Thursday, September 28, 2017

Weather service confirms a new record 64 inches of rain fell during Harvey!

Houston Chronicle ^ | 9-28-2017 | John D. Harden 

The National Weather Service confirmed Wednesday that a record 64.58 inches of rain fell during Hurricane Harvey in Nederland near Beaumont during the storm’s five-day onslaught.
The city’s record rainfall is the heaviest rainfall ever logged in the U.S. during a tropical storm, breaking Hawaii's 1950 record of 52 inches. The record was captured near Jack Brooks Regional Airport.
Nederland is in Jefferson County — a county east of Houston where four people died, more than 74,000 homes were impacted and at least $73 million in damages to public property occurred.
Just a little more than a month since Harvey made landfall, weather officials now have a clearer picture of the storm’s massive force and how it impacted areas to the east. Meteorologists needed weeks to determine just which area in Houston got the most rain.
In the days after the storm, officials believed that 51.8 inches, logged by a gauge near Cedar Bayou just inside east Harris County, would be the new record.
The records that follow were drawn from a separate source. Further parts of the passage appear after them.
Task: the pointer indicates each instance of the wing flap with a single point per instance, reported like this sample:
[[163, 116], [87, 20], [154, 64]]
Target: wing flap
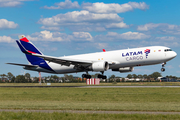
[[25, 65], [64, 61]]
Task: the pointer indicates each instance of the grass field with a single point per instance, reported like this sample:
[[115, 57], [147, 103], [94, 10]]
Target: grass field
[[119, 99], [72, 116], [102, 84]]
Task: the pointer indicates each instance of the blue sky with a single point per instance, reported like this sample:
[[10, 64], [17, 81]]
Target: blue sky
[[68, 27]]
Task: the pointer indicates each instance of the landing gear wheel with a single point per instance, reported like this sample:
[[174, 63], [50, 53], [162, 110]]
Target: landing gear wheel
[[102, 76], [86, 76], [162, 69]]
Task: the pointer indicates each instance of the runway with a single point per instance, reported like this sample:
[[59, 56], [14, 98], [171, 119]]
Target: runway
[[92, 112], [94, 86]]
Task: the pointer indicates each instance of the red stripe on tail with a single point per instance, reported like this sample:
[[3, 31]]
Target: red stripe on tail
[[31, 52], [24, 39]]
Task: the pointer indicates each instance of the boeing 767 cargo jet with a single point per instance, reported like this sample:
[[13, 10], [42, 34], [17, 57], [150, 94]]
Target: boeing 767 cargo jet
[[119, 60]]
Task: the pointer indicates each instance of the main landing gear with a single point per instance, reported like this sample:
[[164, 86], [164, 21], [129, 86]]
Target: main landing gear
[[89, 76], [163, 65]]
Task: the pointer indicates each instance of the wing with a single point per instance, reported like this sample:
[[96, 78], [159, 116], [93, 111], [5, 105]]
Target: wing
[[65, 61], [25, 65]]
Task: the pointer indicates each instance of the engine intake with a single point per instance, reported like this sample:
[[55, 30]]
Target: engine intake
[[100, 66], [123, 70]]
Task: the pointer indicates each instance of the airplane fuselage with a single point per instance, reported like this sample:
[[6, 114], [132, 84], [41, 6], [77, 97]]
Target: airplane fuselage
[[117, 59]]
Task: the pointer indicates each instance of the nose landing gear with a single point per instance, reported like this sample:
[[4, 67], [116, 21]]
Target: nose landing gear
[[163, 65]]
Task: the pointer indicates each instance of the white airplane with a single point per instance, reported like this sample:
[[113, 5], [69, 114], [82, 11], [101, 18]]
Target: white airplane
[[119, 60]]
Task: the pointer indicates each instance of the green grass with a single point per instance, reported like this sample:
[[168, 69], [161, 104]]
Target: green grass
[[119, 99], [101, 84], [73, 116]]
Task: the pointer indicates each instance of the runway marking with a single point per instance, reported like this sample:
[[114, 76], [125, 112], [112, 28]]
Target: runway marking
[[91, 112], [100, 86]]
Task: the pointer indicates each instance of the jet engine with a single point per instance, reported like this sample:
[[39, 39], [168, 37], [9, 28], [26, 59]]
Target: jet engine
[[100, 66], [124, 69]]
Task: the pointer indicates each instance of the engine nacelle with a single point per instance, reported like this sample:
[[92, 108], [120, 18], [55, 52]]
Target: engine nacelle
[[100, 66], [125, 69]]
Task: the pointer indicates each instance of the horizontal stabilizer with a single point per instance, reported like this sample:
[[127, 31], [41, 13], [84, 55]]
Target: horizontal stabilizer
[[25, 65]]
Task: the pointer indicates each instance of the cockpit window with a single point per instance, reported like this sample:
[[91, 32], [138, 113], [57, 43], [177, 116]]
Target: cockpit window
[[167, 50]]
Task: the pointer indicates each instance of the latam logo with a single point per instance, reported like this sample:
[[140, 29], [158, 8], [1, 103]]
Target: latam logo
[[147, 51]]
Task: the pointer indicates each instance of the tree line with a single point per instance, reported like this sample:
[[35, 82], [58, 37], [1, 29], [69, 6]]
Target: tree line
[[26, 78]]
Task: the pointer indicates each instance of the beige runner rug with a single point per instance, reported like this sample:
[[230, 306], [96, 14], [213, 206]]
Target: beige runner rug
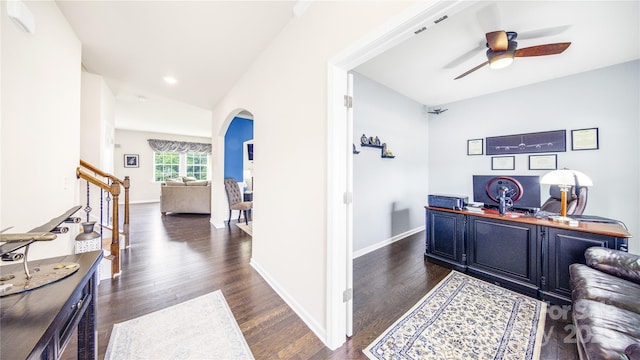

It would have broken the contiguous U.S. record for rainfall during a tropical storm.
Officials later discovered the reading was riddled with errors after realizing the storm flooded and broke the gauge.
Since then, weather officials confirmed at least seven sites with more than 51 inches.
The record would then go to Friendswood which recorded 56 inches before being snatched away by Nederland, followed by Groves with 63 inches.
Data is still being analyzed but Scott Overpeck, a NWS forecaster, said the record will probably stay in Nederland.